This repository contains a Jupyter notebook that tackles the problem of predicting atmospheric emissions in London given the emissions data for 2008, 2010, 2013, and 2020 specifically. The dataset was obtained from this link: https://data.london.gov.uk/dataset/london-atmospheric-emissions-inventory-2013. The dataset focuses on major road emissions only given the ease by which it was to record this information compared to rural roads.
- Import Libraries (EDA):
- Key libraries imported are pandas, numpy, scikit-learn, matplotlib, and torch.
- Load data and concatenate:
- Individual files were loaded in using pandas
- We concatenated the data together since we plan to train on all the historical data to generate predictions.
- Format Columns:
- Convert all object type columns to a numeric format by first encoding each label and then converting the values to their encoded value.
- Split Data:
- Split the dataset so that any data that took place prior to 2020 would be considered historical and will be used for training while the rest of the data will be used as the test set for model evaluation.
- Train Models:
- Trained a Linear Regression model
- Trained a Decision Tree Regressor model
- Trained a simple feed forward neural network
- Evaluate model performance
- Used MSE, RMSE, MAE, and R2 score to evaluate model performances.

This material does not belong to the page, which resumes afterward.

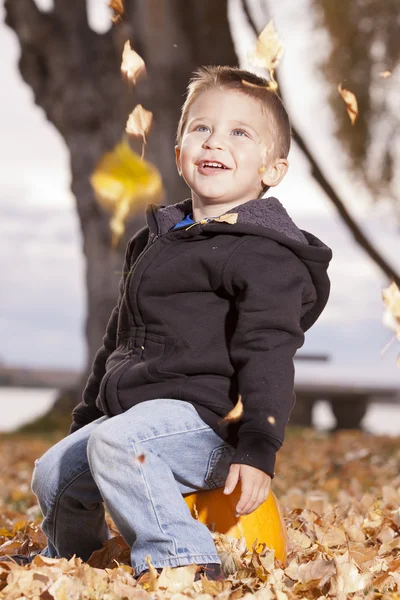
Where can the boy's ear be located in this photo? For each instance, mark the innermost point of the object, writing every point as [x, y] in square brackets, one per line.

- Deep Learning for Neural Network architecture and training
- Machine Learning regression algorithms
- Data visualization for interpretability
To run the notebook, install the following Python libraries:
- pandas
- matplotlib
- scikit-learn
- numpy
- torch
You can install the required libraries with:
pip install pandas matplotlib scikit-learn numpy torch
-
Clone the repository:
git clone https://github.com/Vimal-Raghubir London-Atmospheric-Emissions-Inventory-Analysis.git
-
Open the Jupyter notebook:
jupyter notebook london_atmospheric_emissions_inventory_analysis.ipynb
-
Follow the structured steps in the notebook to:
- Import the Libraries.
- Load data and concatenate.
- Format Columns.
- Split Data.
- Train Models
- Evaluate model performance
Potential improvements to the notebook could include:
- Trying different regression algorithms like XGBoost.
- Adding more data from previous years not covered in the existing dataset like 2018, 2019, etc.
- Trying bucketing and using classification algorithms to see if it results in improved performance.